Mr Grosset brought claims in the Employment Tribunal against the Council, including the allegation that his dismissal amounted to discrimination arising from his disability.

Medical evidence produced during the course of proceedings suggested that there may be a medical link between Mr Grosset’s behaviour and his disability. On that basis, the Employment Tribunal and the EAT found that the dismissal amounted to discrimination arising from disability. By contrast with the law on reasonable adjustments, it was held that discrimination of this nature only requires that the employer knows of the employee’s disability – it is not necessary for the employer to have knowledge of the specific consequences of the disability. Therefore, although it was reasonable for the Council to determine that the misconduct was not connected to Mr Grosset’s disability given the evidence it had at the time, the later evidence can still be relied on to show that the dismissal was discriminatory and was not objectively justified.

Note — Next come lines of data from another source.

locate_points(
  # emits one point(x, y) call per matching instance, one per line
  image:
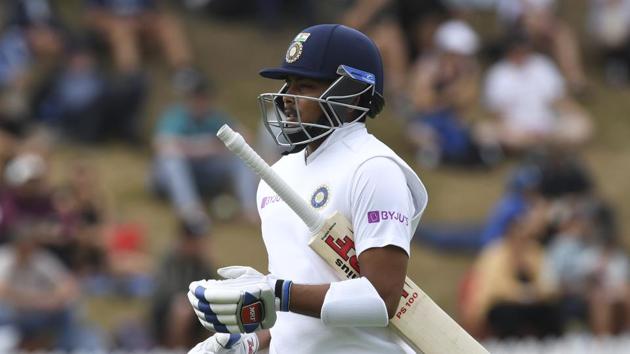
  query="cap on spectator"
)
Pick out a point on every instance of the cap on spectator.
point(24, 168)
point(456, 36)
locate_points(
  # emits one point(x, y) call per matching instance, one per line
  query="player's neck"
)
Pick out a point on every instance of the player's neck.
point(310, 148)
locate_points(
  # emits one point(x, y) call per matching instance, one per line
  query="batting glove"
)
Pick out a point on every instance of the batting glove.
point(223, 343)
point(243, 303)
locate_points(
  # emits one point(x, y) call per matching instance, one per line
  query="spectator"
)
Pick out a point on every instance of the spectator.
point(127, 24)
point(592, 270)
point(526, 94)
point(522, 191)
point(27, 194)
point(609, 24)
point(402, 29)
point(175, 324)
point(41, 25)
point(128, 263)
point(443, 87)
point(549, 34)
point(191, 162)
point(10, 134)
point(80, 102)
point(16, 58)
point(74, 102)
point(511, 296)
point(37, 293)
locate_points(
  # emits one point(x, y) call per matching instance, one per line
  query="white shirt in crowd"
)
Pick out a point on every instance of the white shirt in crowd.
point(355, 174)
point(524, 94)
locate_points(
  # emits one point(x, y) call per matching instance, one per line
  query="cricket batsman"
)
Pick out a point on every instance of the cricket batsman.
point(333, 82)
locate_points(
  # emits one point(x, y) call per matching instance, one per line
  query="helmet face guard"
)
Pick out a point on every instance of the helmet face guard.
point(343, 102)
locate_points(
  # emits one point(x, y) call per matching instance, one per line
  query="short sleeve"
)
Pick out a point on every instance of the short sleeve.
point(382, 206)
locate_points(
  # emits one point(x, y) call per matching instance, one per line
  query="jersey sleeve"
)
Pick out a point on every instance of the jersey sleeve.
point(381, 205)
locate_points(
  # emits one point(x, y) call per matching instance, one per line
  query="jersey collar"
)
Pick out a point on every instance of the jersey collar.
point(337, 135)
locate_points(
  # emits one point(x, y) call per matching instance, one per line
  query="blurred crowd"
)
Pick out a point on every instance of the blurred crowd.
point(549, 255)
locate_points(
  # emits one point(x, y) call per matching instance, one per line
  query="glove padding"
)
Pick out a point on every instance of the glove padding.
point(223, 343)
point(243, 303)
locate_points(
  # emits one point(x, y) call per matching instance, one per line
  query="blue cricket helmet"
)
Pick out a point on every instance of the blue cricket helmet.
point(344, 56)
point(318, 51)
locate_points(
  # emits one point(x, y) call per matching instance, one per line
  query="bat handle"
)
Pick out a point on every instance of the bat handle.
point(235, 143)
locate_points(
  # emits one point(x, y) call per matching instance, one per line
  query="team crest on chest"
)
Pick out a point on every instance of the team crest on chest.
point(320, 197)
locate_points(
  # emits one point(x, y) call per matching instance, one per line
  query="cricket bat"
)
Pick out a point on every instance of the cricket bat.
point(419, 321)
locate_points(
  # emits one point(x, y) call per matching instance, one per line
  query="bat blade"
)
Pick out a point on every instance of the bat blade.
point(419, 321)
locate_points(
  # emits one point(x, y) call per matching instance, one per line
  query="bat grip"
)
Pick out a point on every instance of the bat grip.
point(235, 143)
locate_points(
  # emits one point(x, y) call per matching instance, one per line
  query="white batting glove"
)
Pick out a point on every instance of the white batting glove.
point(243, 303)
point(223, 343)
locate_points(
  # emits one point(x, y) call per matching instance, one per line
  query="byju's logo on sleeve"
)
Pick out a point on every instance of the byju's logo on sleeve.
point(376, 216)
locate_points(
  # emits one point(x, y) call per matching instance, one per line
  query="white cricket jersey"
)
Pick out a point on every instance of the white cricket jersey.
point(355, 174)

This is a rather scary case for employers, as the Council’s decision to dismiss Mr Grosset on the basis of the information it had at the time seems reasonable at first glance (and indeed, Mr Grosset’s unfair dismissal claim failed on that basis). The Council is seeking permission to appeal to the Court of Appeal; in the meantime, the best thing for employers to do in such a situation is to seek independent medical evidence before making a decision as to a disciplinary sanction.